Mais passons plutôt en revue les petits moments marquants de l’âge dit « le plus tendre ».
- Être toujours choisie la dernière en cours d’EPS : grand classique de la dodue (mis en chanson par Oldelaf), mais qui ne manque jamais de vous rappeler que s’il y avait eu un vieillard unijambiste et borgne dans la classe, il aurait été pris avant vous pour rejoindre l’équipe de volley-ball junior de Bazouilles-en-Maquelin. Je suis grosse et je peux encore me mouvoir, merci bien. D’ailleurs, paraît même que le sport, ça aide… Ah non, j’ai dû me tromper, à voir la tête dubitative de mes profs de sport quand j’essaie de finir une longueur de piscine.
- Être regardée de travers à l’heure du goûter : 16 heures vient de sonner. Le suspense est à son comble au collège Jean Jaurès. Tous les regards se tournent vers la grassouillette de service : que va-t-elle manger ? Que va-t-elle ingérer de monstrueusement répugnant et chargé en graisses saturées pour justifier son tour de taille ? Une pomme… Hein ? Comment ça, une pomme ? Ouais, tu parles, elle a déjà dû avaler en douce ses deux paquets de Petits Lu à la graisse d’oie, la fourbe.
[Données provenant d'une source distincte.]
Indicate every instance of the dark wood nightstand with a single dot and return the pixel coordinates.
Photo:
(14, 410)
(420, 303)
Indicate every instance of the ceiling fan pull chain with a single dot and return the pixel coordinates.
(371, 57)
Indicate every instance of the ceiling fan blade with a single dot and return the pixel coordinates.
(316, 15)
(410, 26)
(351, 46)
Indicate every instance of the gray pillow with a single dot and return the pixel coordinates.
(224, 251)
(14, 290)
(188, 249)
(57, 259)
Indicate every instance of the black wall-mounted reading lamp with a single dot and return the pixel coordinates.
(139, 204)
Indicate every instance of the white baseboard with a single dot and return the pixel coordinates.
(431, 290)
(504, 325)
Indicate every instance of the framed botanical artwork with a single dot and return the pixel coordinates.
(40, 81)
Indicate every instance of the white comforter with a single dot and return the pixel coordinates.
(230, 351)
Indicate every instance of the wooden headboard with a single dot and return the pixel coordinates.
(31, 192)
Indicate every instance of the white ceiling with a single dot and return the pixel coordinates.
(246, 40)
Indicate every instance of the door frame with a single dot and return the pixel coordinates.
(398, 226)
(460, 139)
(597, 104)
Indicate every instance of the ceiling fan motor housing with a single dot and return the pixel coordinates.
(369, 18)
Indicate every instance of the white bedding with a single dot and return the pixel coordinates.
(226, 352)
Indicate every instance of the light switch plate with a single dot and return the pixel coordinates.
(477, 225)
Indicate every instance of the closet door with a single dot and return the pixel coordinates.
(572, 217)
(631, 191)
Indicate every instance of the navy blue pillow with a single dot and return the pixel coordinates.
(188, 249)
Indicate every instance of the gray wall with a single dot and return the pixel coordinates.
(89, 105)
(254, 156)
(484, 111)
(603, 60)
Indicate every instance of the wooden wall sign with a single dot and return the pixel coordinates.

Et oui, pour les autres, la grosse vit une vie de mensonges constants.
- Être interrogée comme un collabo par le médecin scolaire : « Non mais tu sais, tu peux tout me dire. Là tu mets que tu manges des céréales le matin. Et quoi d’autre ? Dis-moi tout, je suis là pour t’aider. » Médecin scolaire qui s’empresse ensuite de bien édicter ton poids à voix haute pour que toutes les gamines assemblées dans la salle d’attente se hâtent, effarées, de répéter dans toute l’école que la petite grosse, là, elle pèse deux fois ses petites camarades. Ça m’a facilité l’intégration, je dois dire.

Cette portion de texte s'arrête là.